According to the complaint the plaintiff alleges that the defendants breached their fiduciary duties owed Cogdell Spencer (NYSE:CSA.) investors arising out of the attempt to sell Cogdell Spencer at an unfair price via an unfair process to Ventas.
On Decmber 27, 2011, Cogdell Spencer Inc. (NYSE: CSA) and Ventas, Inc. (NYSE: VTR) announced that the Boards of Directors of both companies have approved an agreement under which Ventas will acquire Cogdell Spencer Inc and its 72 high quality medical office buildings in an all-cash transaction. Under the terms of the agreement, holders of shares of Cogdell Spencer Inc common stock and units of limited partnership interests in Cogdell’s operating partnership, Cogdell Spencer LP (“Cogdell LP”), will receive consideration of $4.25 per share (or unit).
Cogdell Spencer Inc. said the offer represents a premium of 8% to Cogdell Spencer’s closing price on December 23, 2011 and 13% to the average closing price of Cogdell Spencer Inc. common stock over the past 30 days.
Following the announcement shares of Cogdell Spencer Inc. (CSA) increased from $3.91 per share on Friday, Dec. 23, 2011 to $4.30 on Tuesday Dec. 27, 2011.

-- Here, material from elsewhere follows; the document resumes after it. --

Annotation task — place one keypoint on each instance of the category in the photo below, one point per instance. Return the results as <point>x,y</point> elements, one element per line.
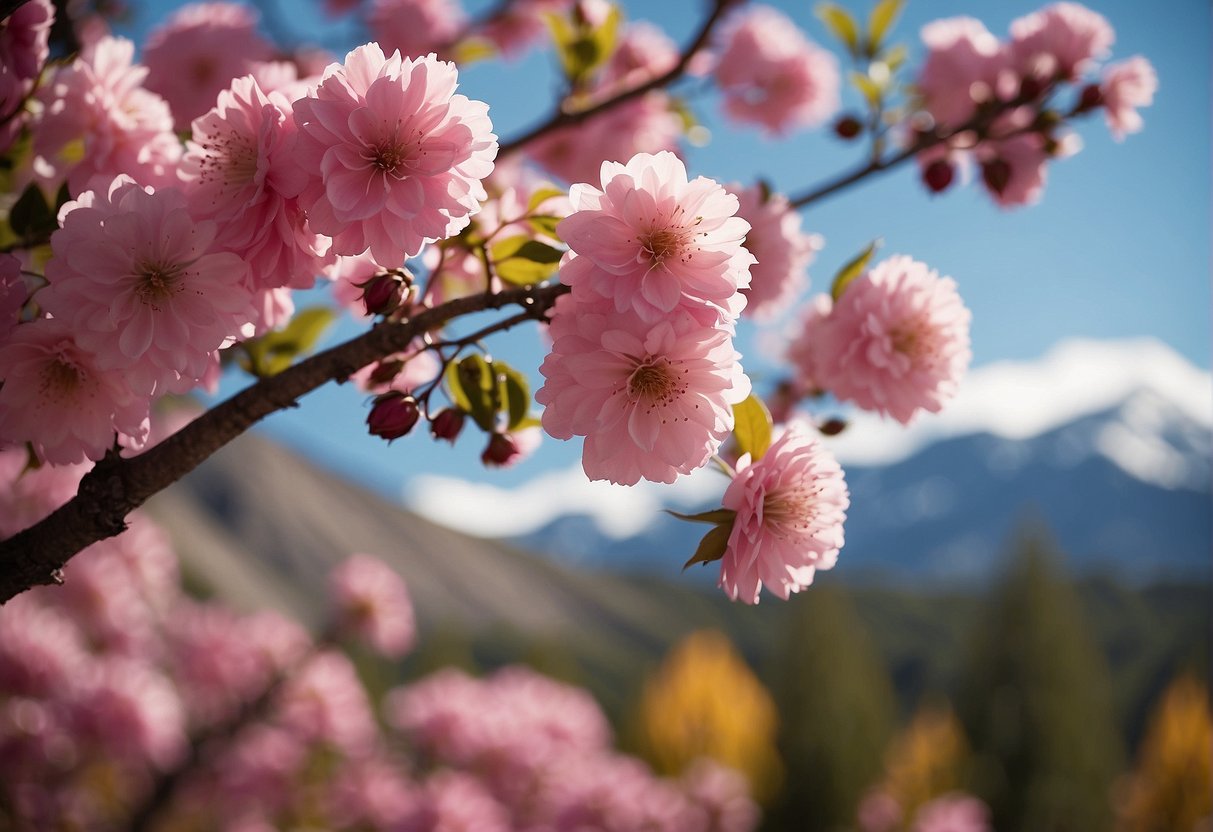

However, the plaintiff alleges that the $4.25offer undervalues Cogdell Spencer. In fact, NYSE: CSA stocks traded as recently as July as high as $6.26 per share and in April 2011 as high as $6.71 per share, thus well above the current offer. In addition at least one analyst has set the high target price for CSA stocks at $6.00 per share.
Furthermore, so the plaintiff, defendants agreed to preclusive deal protection devices, such as a $15million termination fee, a no solicitation, and a matching rights provision, that preclude competing bidders from making a successful bid for Cogdell Spencer.